Honey I’m Home
An exhibition about modern “homeliness”…
In an age where everything seems possible, and global information is available to everyone, many people feel detached and stressed. There is a growing demand for products, experiences and surroundings, that foster intimacy, wellbeing, calm, relaxation and reflection.
The distinctions between private life and work life are blurring, we display our homes in reality shows and all the world’s problems are pouring into our homes through TV and the internet.
Newly graduated design students collaborated with the Danish Center for Design Research creating new designs for the home.
Louise Campbell collaborated with Stelton designing boxes for storing and transporting papers etc. between the workplace and home.
Don’t judge a car by its cover – dog & hair-drier.
The sense of homeliness does not necessarily relate to the home, it can arise in relations to people, animals, materials…and cars!
Skibsted Ideation presents the Volkswagen Polo, in plush upholstery, with accessories for man’s best friend – the dog.
How do you create a sense of homeliness in new urban developments?
Mutopia architects worked with local residents, on a project called “user-controlled temporary urban spaces,” developing design solutions for Mikado Square in Ørestaden.
The need for “homeliness” may look like a fad, but the nostalgia for the past is also about reconciling the two conflicting needs that drive modern man; the need for mobility – physical, mental, career-related – and the need for feeling anchored and attached.
The concept of “homeliness” stems from Sigmund Freud (1856-1939), the founder of psychoanalysis.
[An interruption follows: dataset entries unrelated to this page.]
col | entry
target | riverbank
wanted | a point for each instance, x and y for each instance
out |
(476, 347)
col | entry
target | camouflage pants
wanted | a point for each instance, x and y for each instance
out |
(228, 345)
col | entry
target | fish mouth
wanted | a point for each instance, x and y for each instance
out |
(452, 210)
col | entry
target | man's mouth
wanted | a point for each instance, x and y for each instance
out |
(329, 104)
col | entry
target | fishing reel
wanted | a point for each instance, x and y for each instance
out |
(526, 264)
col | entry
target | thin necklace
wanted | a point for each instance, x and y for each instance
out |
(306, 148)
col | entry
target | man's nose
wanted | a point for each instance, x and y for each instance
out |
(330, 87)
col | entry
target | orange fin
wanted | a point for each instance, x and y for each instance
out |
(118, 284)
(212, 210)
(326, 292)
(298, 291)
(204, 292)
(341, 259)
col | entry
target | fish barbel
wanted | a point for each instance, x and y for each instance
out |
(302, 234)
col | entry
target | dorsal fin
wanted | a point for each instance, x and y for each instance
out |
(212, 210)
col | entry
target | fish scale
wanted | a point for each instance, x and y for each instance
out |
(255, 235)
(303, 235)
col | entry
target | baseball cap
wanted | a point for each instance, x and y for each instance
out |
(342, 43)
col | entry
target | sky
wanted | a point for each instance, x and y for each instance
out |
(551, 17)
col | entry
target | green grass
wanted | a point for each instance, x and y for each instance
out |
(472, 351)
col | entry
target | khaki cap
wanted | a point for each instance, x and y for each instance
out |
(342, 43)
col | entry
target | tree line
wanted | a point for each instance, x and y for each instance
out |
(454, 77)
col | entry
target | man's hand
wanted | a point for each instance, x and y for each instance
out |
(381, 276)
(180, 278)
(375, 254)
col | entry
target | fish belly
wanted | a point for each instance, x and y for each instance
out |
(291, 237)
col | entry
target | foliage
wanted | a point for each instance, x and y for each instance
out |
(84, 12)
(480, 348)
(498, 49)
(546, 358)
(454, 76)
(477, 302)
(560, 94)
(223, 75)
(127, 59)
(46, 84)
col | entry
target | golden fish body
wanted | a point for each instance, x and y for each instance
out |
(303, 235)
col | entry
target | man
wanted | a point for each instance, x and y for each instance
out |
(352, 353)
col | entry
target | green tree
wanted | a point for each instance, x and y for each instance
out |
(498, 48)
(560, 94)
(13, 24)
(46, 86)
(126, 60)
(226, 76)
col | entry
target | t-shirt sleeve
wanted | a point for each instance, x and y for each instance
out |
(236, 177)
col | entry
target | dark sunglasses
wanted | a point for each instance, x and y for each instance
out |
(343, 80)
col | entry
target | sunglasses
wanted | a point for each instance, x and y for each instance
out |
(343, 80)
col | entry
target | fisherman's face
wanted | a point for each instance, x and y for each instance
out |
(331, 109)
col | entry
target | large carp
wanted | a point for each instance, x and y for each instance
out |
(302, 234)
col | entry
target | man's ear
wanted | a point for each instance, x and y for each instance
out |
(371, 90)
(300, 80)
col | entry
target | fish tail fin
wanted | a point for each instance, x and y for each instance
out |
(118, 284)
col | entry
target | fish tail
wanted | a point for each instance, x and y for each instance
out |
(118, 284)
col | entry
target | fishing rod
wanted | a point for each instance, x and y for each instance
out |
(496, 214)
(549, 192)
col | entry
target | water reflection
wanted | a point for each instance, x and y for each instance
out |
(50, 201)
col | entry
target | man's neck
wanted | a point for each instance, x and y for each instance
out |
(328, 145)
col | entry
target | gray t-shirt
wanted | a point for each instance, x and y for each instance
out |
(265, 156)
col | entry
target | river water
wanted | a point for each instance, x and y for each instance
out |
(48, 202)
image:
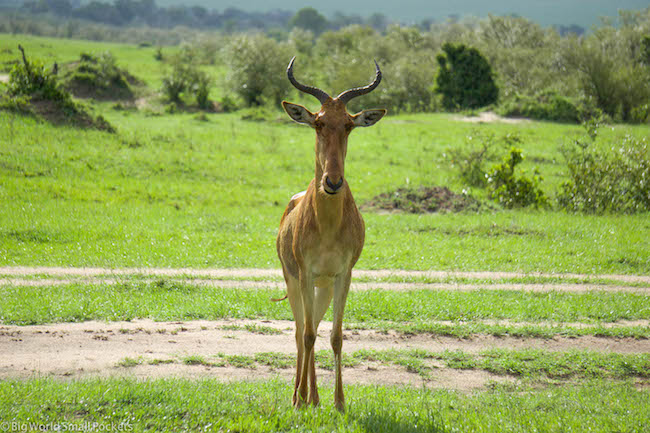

Freud was interested in the dual nature of “heimlichkeit”, which means both homeliness and secret. According to Freud, the notion of the home as a blissful, original state contained its own opposite, created by bourgeois repression and secrecy, the unhomely and scary home, a “coffin” where the family was buried alive. The reason for the great current popularity of the home is that the “closed coffin” has sprung wide open; there is no escape from the world inside the home!
The Danish Design Centre is designed by Henning Larsen.